前述の「海普瑞」社を例に挙げると、同社の8.65億人民元を調達する計画は、実際に株式市場で高く評価され、同社は59.35億人民元を手に入れました。元の計画から6倍以上の結果を得ることとなったのです。
当然のことながら、より多くのお金があるということには、企業の資金繰りが改善され、将来の成長にも更なるチャンスを生み出すなど、様々な利点が挙げられます。
しかし、各企業も体質や所属業界が違うので、それなりの資金しか消耗できない、と専門家が指摘しました。美味しい食事を食べたいところですが、各人の食欲に合わせた食事にしなければ、栄養の吸収もなされず、健康を促進できない、いうことです。
今までに、一部の企業が超額募金で手にした資金を不正に支出したことがたびたび摘発された、とする報道もあるそうです。本来、企業は自社の優位性を踏まえ、本業あるいは周辺産業を育てるもの。しかし、その分の予定外の資金を再び株式市場に投入し、株式の売買をすることで儲かるようになっているのです。しかし、株式市場は非常にリスクが高いところなので、台無しになることも少なくありません。また、このやり方によってバブルが堆積すれば、市場全体から見ると、大変危険なことになるのです。

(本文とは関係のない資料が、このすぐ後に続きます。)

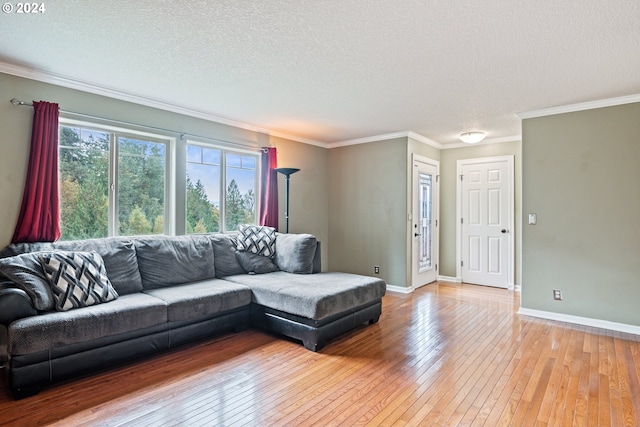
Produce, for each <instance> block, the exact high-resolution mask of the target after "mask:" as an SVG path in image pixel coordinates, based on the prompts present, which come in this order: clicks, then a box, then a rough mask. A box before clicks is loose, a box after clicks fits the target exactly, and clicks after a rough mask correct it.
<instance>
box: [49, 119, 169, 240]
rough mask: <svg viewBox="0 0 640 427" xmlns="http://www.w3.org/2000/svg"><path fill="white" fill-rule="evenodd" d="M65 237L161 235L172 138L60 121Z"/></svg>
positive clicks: (164, 232) (63, 225) (165, 226)
mask: <svg viewBox="0 0 640 427" xmlns="http://www.w3.org/2000/svg"><path fill="white" fill-rule="evenodd" d="M59 131H60V139H59V169H60V195H61V201H60V204H61V206H60V207H61V228H62V239H64V240H71V239H89V238H94V237H106V236H114V235H121V236H122V235H140V234H162V233H165V230H166V229H167V224H166V219H167V218H166V217H167V212H168V206H167V203H166V200H167V188H168V185H167V181H168V178H167V177H168V174H167V170H168V167H167V165H168V164H169V156H168V151H169V150H168V148H169V146H170V143H171V140H169V139H163V138H162V137H157V136H150V135H141V134H137V133H135V132H131V133H128V132H126V131H123V132H121V131H119V130H117V131H116V130H113V129H108V128H102V127H100V126H92V125H87V126H84V125H75V124H67V123H64V124H61V125H60V127H59Z"/></svg>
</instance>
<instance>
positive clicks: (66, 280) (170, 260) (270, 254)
mask: <svg viewBox="0 0 640 427" xmlns="http://www.w3.org/2000/svg"><path fill="white" fill-rule="evenodd" d="M247 229H248V230H251V229H253V231H255V229H260V228H259V227H255V226H252V227H247ZM243 231H246V230H243ZM258 231H260V230H258ZM261 238H262V237H261ZM251 239H253V240H251ZM267 240H268V239H267ZM243 242H244V243H247V242H249V243H248V244H245V245H244V246H243ZM254 243H256V236H255V234H254V235H252V236H249V237H247V235H245V234H242V233H240V234H238V235H237V236H236V235H230V234H208V235H192V236H177V237H169V236H143V237H134V238H128V237H112V238H99V239H91V240H82V241H60V242H56V243H25V244H15V245H10V246H8V247H6V248H5V249H3V250H2V251H0V280H2V282H1V283H0V333H1V334H3V335H4V339H0V342H2V343H3V347H4V349H3V350H4V353H5V354H6V356H5V357H6V359H7V360H6V361H7V367H6V370H7V373H8V382H9V387H10V389H11V392H12V393H13V395H14V397H15V398H22V397H26V396H29V395H32V394H36V393H38V391H39V390H40V389H41V387H42V386H44V385H47V384H50V383H53V382H57V381H60V380H63V379H67V378H71V377H75V376H77V375H80V374H84V373H89V372H92V371H95V370H97V369H100V368H103V367H108V366H113V365H114V364H116V363H119V362H123V361H126V360H131V359H134V358H140V357H144V356H146V355H151V354H155V353H157V352H159V351H161V350H163V349H168V348H173V347H176V346H179V345H182V344H185V343H188V342H192V341H195V340H198V339H202V338H205V337H209V336H212V335H215V334H219V333H221V332H228V331H232V330H235V331H241V330H243V329H246V328H248V327H250V326H253V327H257V328H262V329H265V330H268V331H271V332H275V333H278V334H282V335H285V336H288V337H290V338H293V339H296V340H300V341H302V343H303V344H304V346H305V347H306V348H307V349H309V350H312V351H318V350H320V349H321V348H322V347H323V346H324V345H325V344H326V343H327V342H328V341H329V340H330V339H332V338H335V337H337V336H338V335H341V334H343V333H345V332H346V331H349V330H351V329H353V328H355V327H357V326H359V325H362V324H365V323H368V324H373V323H375V322H377V321H378V319H379V317H380V314H381V312H382V297H383V296H384V294H385V288H386V285H385V283H384V281H382V280H380V279H377V278H374V277H368V276H361V275H355V274H348V273H334V272H321V271H320V270H321V268H320V266H321V263H320V243H319V242H317V241H316V238H315V237H314V236H312V235H310V234H279V233H275V231H273V236H272V238H271V241H270V242H269V244H271V245H272V247H271V249H270V251H271V252H270V253H269V251H267V253H266V254H265V253H264V252H260V251H261V250H262V249H263V248H262V246H260V245H261V244H262V243H263V242H261V241H257V243H258V245H253V244H254ZM252 245H253V246H252ZM256 246H257V247H258V248H257V250H256ZM266 246H269V245H266ZM94 282H95V283H94ZM0 351H1V350H0Z"/></svg>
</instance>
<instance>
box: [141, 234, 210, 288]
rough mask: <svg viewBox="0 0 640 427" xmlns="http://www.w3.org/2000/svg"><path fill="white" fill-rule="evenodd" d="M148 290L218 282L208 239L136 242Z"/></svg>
mask: <svg viewBox="0 0 640 427" xmlns="http://www.w3.org/2000/svg"><path fill="white" fill-rule="evenodd" d="M134 244H135V247H136V254H137V256H138V265H139V267H140V276H141V277H142V286H143V287H144V289H155V288H163V287H165V286H174V285H182V284H185V283H189V282H195V281H198V280H205V279H211V278H214V277H215V275H216V273H215V264H214V256H213V244H212V242H211V240H210V239H209V238H208V237H207V236H200V235H198V236H175V237H174V236H148V237H138V238H136V239H135V240H134Z"/></svg>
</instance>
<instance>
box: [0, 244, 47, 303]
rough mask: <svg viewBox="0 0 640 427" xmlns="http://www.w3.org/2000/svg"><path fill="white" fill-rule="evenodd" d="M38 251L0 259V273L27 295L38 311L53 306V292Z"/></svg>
mask: <svg viewBox="0 0 640 427" xmlns="http://www.w3.org/2000/svg"><path fill="white" fill-rule="evenodd" d="M40 255H41V253H40V252H32V253H26V254H21V255H16V256H12V257H9V258H2V259H0V273H1V274H2V276H4V277H6V278H7V279H9V280H11V281H12V282H13V283H14V284H15V285H16V287H18V288H20V289H22V290H23V291H25V292H26V293H27V295H29V297H30V298H31V301H32V302H33V306H34V307H35V309H36V310H39V311H50V310H53V308H54V304H55V302H54V298H53V292H51V286H49V281H48V280H47V277H46V276H45V274H44V270H43V269H42V265H41V264H40Z"/></svg>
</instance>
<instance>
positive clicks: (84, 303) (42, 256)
mask: <svg viewBox="0 0 640 427" xmlns="http://www.w3.org/2000/svg"><path fill="white" fill-rule="evenodd" d="M40 262H41V263H42V268H43V269H44V274H45V275H46V276H47V279H48V280H49V284H50V285H51V290H52V291H53V296H54V299H55V308H56V310H58V311H67V310H71V309H73V308H80V307H87V306H90V305H95V304H102V303H105V302H109V301H113V300H114V299H116V298H118V293H117V292H116V291H115V289H113V286H111V282H110V281H109V278H108V277H107V271H106V269H105V268H104V262H103V261H102V257H101V256H100V255H98V253H97V252H67V251H55V252H46V253H41V254H40Z"/></svg>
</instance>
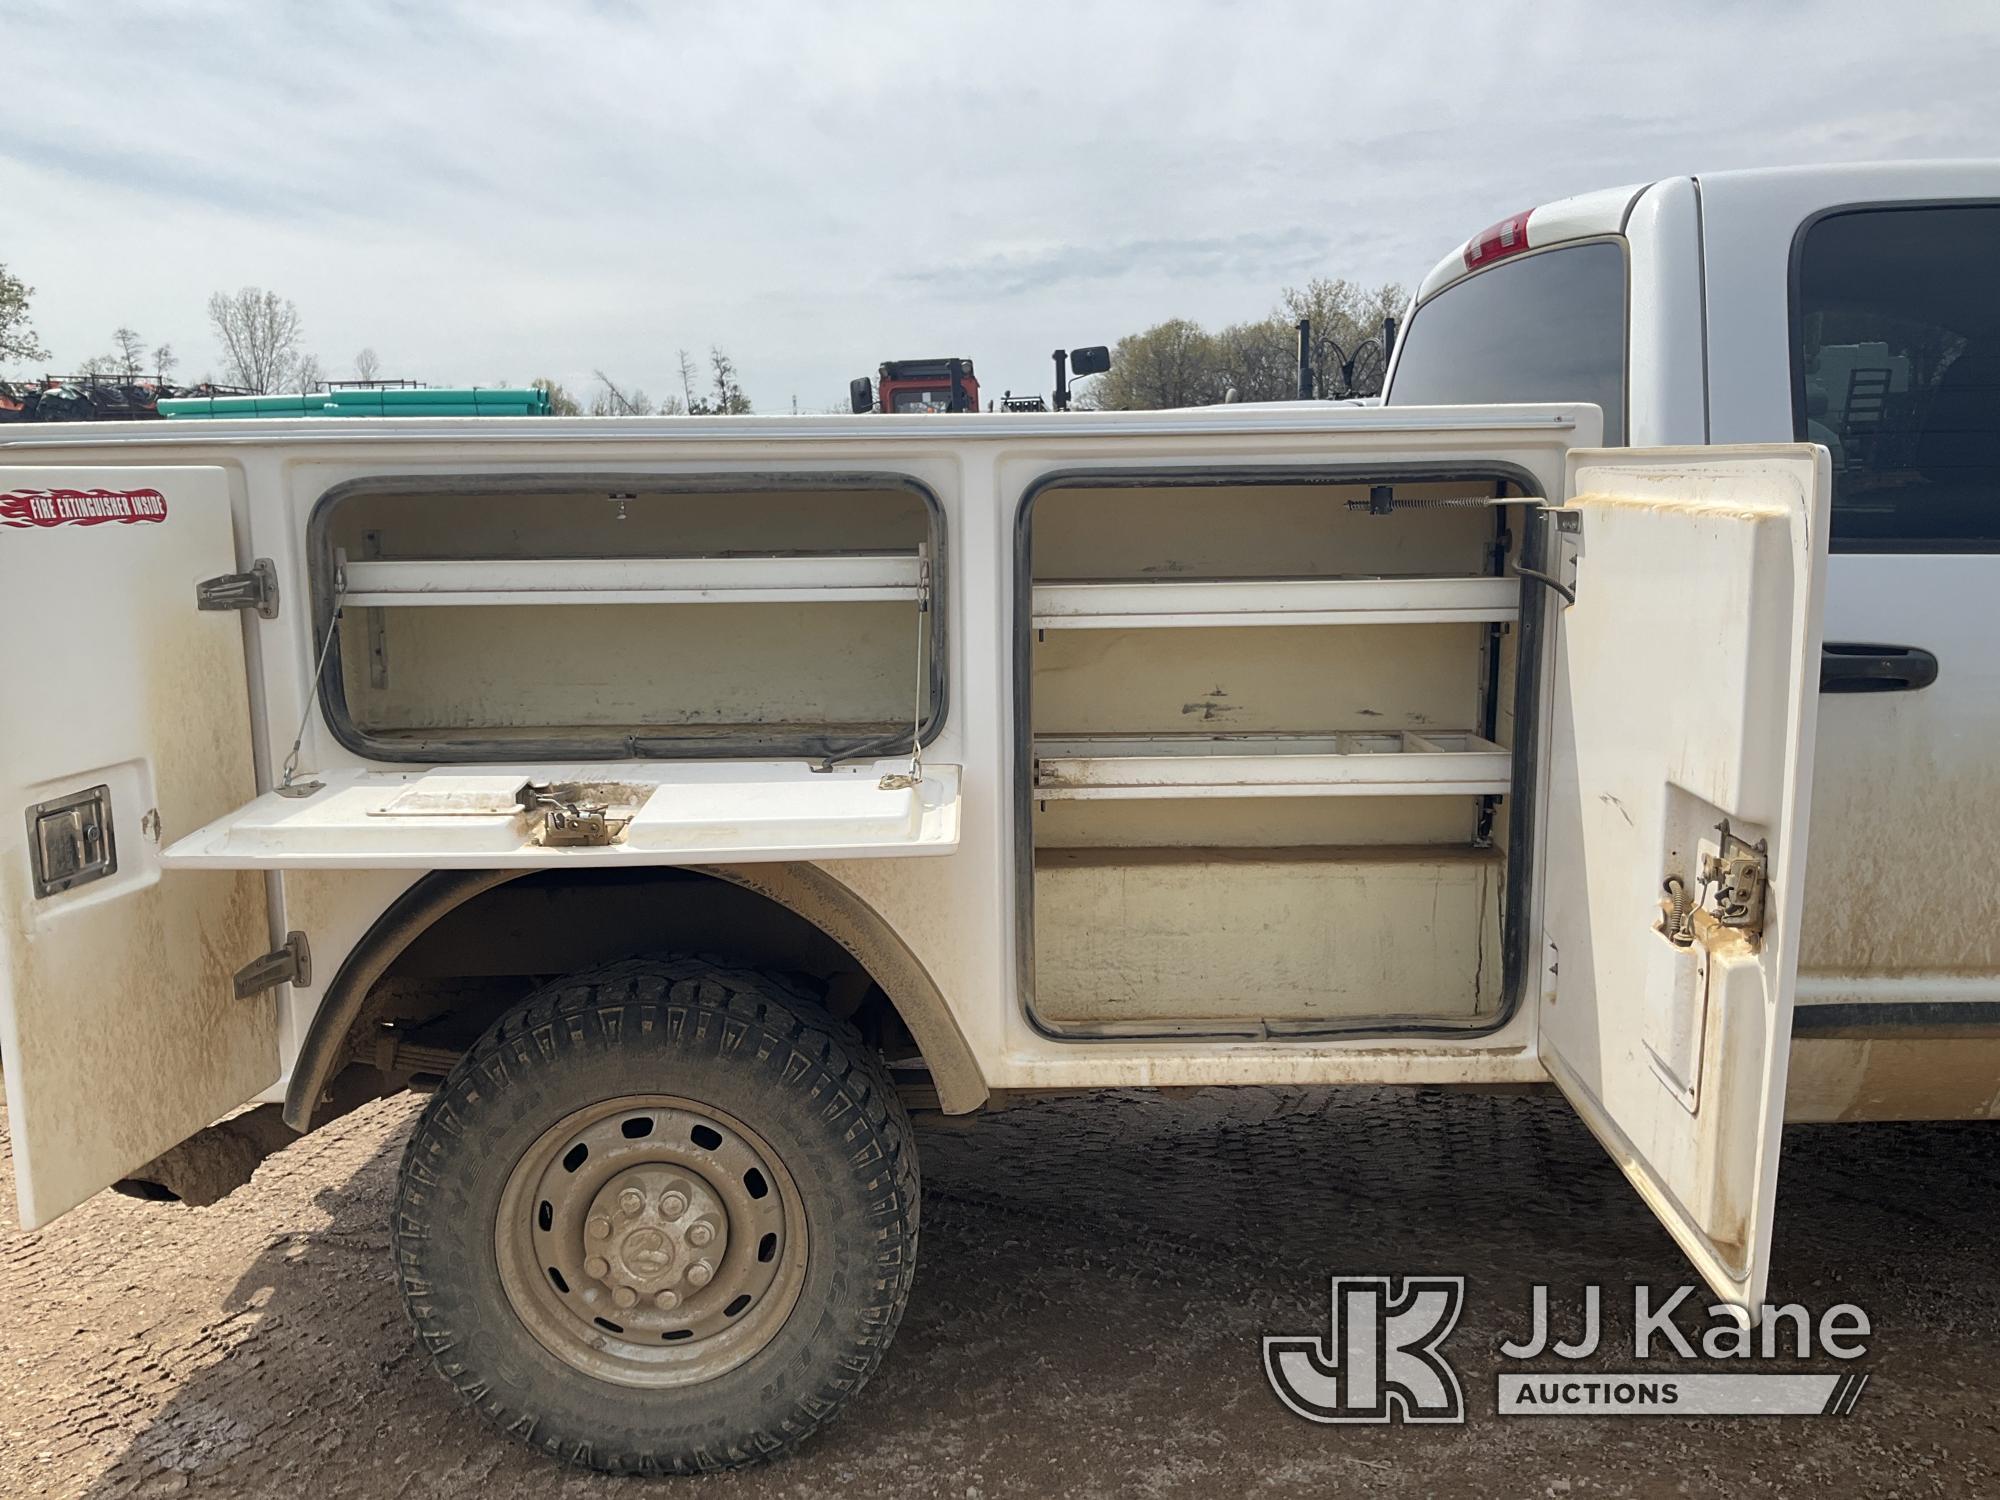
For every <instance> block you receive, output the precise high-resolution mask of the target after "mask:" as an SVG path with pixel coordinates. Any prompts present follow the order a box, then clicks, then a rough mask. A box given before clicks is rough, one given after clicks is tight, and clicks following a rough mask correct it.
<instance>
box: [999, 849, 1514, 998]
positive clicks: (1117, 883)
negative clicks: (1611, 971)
mask: <svg viewBox="0 0 2000 1500" xmlns="http://www.w3.org/2000/svg"><path fill="white" fill-rule="evenodd" d="M1502 882H1504V868H1502V864H1500V860H1498V858H1496V856H1494V854H1492V852H1480V850H1452V848H1378V850H1338V848H1332V850H1314V848H1292V850H1046V852H1042V854H1040V856H1038V858H1036V872H1034V910H1036V922H1034V936H1036V1012H1038V1014H1040V1016H1044V1018H1046V1020H1050V1022H1066V1024H1076V1022H1082V1024H1130V1022H1144V1020H1158V1022H1200V1020H1226V1022H1238V1024H1240V1022H1260V1020H1278V1022H1314V1020H1360V1018H1368V1016H1422V1018H1430V1020H1468V1018H1472V1016H1476V1014H1480V1012H1484V1010H1490V1008H1494V1006H1498V1000H1500V886H1502Z"/></svg>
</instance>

あるいは、超額募金は投資家の資金として、無駄遣いされる恐れがあります。したがって、企業や投資家に責任を果たすため、必要な分だけ融資するよう、専門家が制度改善や政策改革を政府に呼びかけています。
※PER...株価収益率。一株当たりの純利益で株式を割ったもの。
【劉 剛(りゅう ごう)氏 略歴】
1973年12月生まれ。中国上海出身。上海の大学を経て、96年に地元の人材派遣会社に入社。10年3月より福岡に常駐。趣味は読書。